Roles in disease and therapeutic targeting

Aberrant kinase signaling is central to diseases like chronic myeloid leukemia where the BCR-ABL fusion was identified in studies linked to Harvard Medical School and clinical development of inhibitors at Novartis led to targeted therapies. Oncology programs at Memorial Sloan Kettering Cancer Center and MD Anderson Cancer Center advanced inhibitors for EGFR and BRAF characterized in trials coordinated by the Food and Drug Administration. Kinase dysfunction also contributes to neurodegenerative disorders researched at University College London Hospitals and metabolic diseases investigated by teams at University of Cambridge.
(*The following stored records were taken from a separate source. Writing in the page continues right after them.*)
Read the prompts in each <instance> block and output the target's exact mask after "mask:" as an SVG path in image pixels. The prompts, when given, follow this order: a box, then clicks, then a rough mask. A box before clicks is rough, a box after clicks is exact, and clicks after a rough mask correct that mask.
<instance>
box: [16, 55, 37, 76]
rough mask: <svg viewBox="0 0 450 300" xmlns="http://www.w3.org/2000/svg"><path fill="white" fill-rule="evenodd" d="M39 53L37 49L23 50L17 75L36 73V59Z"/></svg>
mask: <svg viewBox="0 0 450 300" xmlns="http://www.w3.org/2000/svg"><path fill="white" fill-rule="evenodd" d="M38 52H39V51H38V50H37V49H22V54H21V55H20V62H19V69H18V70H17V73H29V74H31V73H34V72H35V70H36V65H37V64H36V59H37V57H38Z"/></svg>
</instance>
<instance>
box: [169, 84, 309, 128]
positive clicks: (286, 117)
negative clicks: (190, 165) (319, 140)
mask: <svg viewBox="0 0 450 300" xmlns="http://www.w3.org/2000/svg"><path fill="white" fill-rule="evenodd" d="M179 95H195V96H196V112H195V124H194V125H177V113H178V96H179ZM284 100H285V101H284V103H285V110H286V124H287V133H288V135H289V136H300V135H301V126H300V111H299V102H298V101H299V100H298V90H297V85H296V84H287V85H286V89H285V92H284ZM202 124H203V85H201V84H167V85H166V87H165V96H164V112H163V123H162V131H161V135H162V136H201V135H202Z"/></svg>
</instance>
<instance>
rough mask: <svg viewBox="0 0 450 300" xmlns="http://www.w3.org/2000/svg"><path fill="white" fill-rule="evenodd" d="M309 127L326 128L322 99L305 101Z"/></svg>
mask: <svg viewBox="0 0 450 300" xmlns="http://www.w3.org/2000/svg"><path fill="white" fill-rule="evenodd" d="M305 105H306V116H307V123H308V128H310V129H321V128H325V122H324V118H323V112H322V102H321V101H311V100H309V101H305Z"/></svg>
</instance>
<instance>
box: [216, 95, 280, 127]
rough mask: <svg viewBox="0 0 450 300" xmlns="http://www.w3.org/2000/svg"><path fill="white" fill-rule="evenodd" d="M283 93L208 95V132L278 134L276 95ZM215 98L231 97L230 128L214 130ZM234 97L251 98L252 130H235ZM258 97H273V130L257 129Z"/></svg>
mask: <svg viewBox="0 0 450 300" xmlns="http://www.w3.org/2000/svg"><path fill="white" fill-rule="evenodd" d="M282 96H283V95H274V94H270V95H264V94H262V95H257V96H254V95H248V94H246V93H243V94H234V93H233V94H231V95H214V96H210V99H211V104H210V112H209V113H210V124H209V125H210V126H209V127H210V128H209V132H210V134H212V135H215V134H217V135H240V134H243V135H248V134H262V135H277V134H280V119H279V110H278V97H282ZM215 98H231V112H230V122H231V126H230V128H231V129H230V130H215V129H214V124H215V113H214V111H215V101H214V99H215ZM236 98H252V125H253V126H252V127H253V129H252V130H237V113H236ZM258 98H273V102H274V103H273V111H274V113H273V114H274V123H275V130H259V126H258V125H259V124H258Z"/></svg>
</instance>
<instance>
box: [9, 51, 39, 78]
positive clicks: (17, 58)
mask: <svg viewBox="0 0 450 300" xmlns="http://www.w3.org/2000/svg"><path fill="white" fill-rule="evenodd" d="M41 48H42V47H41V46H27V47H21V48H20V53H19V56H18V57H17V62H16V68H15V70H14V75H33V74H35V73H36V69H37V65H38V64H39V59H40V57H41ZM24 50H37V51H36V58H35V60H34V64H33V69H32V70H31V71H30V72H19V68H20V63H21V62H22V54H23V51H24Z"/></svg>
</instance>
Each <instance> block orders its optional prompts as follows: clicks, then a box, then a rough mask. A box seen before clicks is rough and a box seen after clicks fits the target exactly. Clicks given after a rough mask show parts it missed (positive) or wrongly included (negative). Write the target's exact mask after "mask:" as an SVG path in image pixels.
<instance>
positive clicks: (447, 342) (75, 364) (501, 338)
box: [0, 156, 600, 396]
Drug discovery efforts and high-profile approvals have involved corporations and agencies including GlaxoSmithKline, Roche, and regulatory review at the European Medicines Agency.

Experimental methods and research tools

Techniques for kinase study include crystallography implemented at facilities like the Diamond Light Source and synchrotron centers at Argonne National Laboratory, mass spectrometry platforms developed at Thermo Fisher Scientific, and high-throughput screening performed at cores within the Broad Institute. Genetic tools such as CRISPR workflows originating from labs at the University of California, Berkeley and RNAi libraries produced by groups at Harvard University enable functional dissection. Bioinformatics resources curated by the European Molecular Biology Laboratory and the National Center for Biotechnology Information provide sequence and interaction datasets, while chemical biology probes have been distributed by partnerships involving Wellcome Trust and industry collaborators such as AstraZeneca.